To determine whether the state is effectively managing its exposure to liabilities from the rehabilitation of mines on private and public land.


The purpose of mine rehabilitation under the state's legislation is to establish a landform that is safe and stable to protect people, land, infrastructure and the environment. Rehabilitating mines can be a long and expensive process, so the site owner must provide a rehabilitation bond to the state as financial security before work commences, to ensure the mine can be rehabilitated should the operator be unable to meet its obligations.

Limited or poor-quality rehabilitation of historical mine sites has resulted in significant environmental issues across large areas of Victoria which remain contaminated or unusable.

The report on the inquiry into the 2014 Hazelwood mine fire identified several issues in the Latrobe Valley, including limited or slow rehabilitation of mines, poor rehabilitation plans, insufficient rehabilitation bonds and a regulatory system that lacked transparency and clarity.
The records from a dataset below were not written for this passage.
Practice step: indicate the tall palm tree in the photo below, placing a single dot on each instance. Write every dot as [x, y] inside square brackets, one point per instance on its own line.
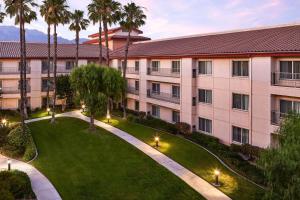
[2, 15]
[132, 17]
[45, 10]
[78, 24]
[111, 15]
[95, 15]
[22, 11]
[58, 14]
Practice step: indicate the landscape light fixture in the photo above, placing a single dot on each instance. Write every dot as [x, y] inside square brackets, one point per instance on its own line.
[8, 164]
[156, 141]
[108, 117]
[217, 174]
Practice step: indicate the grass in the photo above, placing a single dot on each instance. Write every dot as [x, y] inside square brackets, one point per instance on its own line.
[84, 165]
[193, 158]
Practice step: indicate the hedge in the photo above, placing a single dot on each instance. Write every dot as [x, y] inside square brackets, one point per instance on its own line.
[15, 185]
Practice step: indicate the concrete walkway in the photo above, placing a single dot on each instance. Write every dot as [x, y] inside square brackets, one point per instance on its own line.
[41, 186]
[204, 188]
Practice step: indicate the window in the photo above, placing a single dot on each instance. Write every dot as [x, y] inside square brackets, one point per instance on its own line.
[240, 101]
[156, 88]
[155, 111]
[205, 96]
[175, 91]
[289, 106]
[240, 135]
[205, 67]
[70, 65]
[137, 85]
[175, 66]
[137, 66]
[205, 125]
[175, 116]
[137, 105]
[290, 69]
[240, 68]
[155, 66]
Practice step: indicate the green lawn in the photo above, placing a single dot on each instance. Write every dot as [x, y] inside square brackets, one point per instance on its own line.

The Victorian Government committed to implementing recommendations to address these issues.

This audit will examine how effectively Earth Resources Regulation within Department of Jobs, Precincts and Regions is regulating the rehabilitation of mines and managing the state's exposure to liabilities associated with rehabilitation within the context of the state's policy and legislative framework.

Proposed agencies

Department of Jobs, Precincts and Regions, Department of Environment, Land, Water and Planning, Environment Protection Authority Victoria, Goulburn Broken Catchment Management Authority and the Latrobe Valley Mine Rehabilitation Commissioner.